“Whoever wants to be my disciple must deny themselves and take up their cross and follow me” (Jesus speaking, Matthew 16:24)
Today is Labor Day (in the U.S.), a holiday honoring the American labor movement and the works and contributions of laborers to the development and achievements of the nation. The monuments of blue-collar labor are visible in the homes we live in, the food we eat, the streets and highways we drive on, the bridges we cross, the buildings many of us work in, and on and on.
Physical labor is hard. It demands strength, stamina, the mental toughness to keep at it over long periods of time, and the commitment to do the job well. Relatively few do this work…but we are all dependent on those who do.

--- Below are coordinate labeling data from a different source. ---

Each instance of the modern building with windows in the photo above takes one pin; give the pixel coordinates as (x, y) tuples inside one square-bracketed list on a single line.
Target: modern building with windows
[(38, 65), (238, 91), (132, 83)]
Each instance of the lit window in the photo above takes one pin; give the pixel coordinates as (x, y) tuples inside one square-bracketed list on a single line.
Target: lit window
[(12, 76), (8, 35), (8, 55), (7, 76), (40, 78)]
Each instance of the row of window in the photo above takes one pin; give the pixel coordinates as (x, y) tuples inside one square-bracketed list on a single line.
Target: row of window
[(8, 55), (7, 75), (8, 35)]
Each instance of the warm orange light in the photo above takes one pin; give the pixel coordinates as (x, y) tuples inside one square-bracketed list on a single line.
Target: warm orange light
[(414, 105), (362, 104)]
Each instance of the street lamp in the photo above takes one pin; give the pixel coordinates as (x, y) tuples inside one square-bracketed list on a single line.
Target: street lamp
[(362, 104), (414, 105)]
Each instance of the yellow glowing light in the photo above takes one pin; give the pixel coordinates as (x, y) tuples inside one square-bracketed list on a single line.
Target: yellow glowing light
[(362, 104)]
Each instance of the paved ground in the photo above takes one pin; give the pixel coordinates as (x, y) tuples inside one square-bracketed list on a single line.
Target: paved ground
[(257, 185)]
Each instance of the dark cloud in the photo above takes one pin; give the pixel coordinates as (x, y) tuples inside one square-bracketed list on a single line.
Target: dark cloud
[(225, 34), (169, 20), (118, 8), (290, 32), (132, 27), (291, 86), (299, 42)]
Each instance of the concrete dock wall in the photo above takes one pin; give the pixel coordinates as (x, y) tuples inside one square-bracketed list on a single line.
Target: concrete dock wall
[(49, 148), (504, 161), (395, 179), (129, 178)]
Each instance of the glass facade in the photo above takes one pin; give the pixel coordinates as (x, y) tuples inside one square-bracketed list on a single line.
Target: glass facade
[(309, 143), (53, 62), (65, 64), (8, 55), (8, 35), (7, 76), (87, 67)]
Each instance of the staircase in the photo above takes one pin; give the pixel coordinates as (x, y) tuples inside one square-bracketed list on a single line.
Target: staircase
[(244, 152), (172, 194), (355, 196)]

Carrying a cross is blue-collar spiritual work. This teaching by Jesus confronts the fallacy of “cheap” grace as it He explicitly identifies the chief demand on anyone who is sincere about committing to Him. The cross is to be carried on one’s back more than it is a gold chain around one’s neck. To carry it requires moral strength, spiritual stamina, the mental toughness to keep at it over a lifetime, and a commitment to doing the job well which is to glorify Him before all of heaven and earth.
The cross is an instrument of death and love: death of self and self-rule and love for GOD and others (whether they know Him or not). It is a constant reminder of the sacrificial life into which we have entered. Facing the cross, therefore, is not be a one-time conversion experience; the Holy Spirit will always draw the committed back and then back again to be reminded that we are not our own, that we have been bought with a price (1 Corinthians 6:20). We face the cross over and over again and carry it so that the remnants of self can be crucified and to continually recommit to the job of being living sacrifices (Romans 12:1).
This is a great and wonderful labor. Thank you to all who have borne it in days past. May those who bear it now find rest and glory in Him. For everyone else, the invitation to join is still there.